Od Roślin możemy się wiele nauczyć. Odwaga to jedna z Ich cech, której mam wrażenie, Nam Ludziom ciągle brakuje. A Rośliny są nieustraszone. Rosną tam gdzie chcą, tam gdzie zawoła je życie. Przedzierają się między betonowymi płytami, wyrastają ze ściętych pni, pojawiają się tam, gdzie mają się pojawić.
Bo tam zostało zasiane ziarno.
Bo tam są jej korzenie.
Bo kocha życie i pulsuje witalnością.
Bo ma odwagę bycia nielubianym.
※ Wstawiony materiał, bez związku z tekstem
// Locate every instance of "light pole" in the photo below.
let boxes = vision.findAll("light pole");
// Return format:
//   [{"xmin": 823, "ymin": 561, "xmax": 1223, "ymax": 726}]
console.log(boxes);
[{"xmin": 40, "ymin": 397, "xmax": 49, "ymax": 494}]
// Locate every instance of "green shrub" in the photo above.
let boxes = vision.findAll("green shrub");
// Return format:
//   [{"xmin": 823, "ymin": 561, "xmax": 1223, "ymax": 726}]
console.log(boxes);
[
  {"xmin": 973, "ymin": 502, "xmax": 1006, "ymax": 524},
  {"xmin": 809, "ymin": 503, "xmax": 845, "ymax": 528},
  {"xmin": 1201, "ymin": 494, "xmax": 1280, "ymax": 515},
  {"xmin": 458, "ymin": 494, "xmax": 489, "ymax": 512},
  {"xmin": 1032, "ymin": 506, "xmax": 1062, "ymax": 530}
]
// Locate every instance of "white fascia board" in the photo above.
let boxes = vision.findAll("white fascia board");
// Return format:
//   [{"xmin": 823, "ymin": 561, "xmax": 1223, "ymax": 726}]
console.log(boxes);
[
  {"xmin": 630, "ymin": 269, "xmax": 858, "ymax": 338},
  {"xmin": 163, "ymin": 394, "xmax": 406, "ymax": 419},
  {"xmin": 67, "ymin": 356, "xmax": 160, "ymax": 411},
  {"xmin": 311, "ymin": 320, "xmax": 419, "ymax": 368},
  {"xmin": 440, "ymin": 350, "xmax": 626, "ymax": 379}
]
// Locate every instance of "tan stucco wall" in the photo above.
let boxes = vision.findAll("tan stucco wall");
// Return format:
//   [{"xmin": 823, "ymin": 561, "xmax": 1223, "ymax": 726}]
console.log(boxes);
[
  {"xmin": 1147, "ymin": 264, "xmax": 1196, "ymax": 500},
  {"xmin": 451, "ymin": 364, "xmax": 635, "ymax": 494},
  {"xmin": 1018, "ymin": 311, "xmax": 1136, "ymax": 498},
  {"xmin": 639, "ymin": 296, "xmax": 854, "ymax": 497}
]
Po prostu wyrosnąć. Spojrzeć nam w oczy ze spokojem, z podniesioną głową i powiedzieć: "Jestem. Jestem tu i teraz." Potrafi rozkwitnąć i się rozsiać w najbardziej niechcianym miejscu i mimo całkiem skutecznych prób uniemożliwienia jej życia, z uporem maniaka wraca.
Życzę nam odwagi chwastów, które nie pytają się nikogo o pozwolenie i zdanie, czy mogą być takie, jakie są. Są nieustraszone w swoim życiu i zabierają głos pełną witalności obecnością.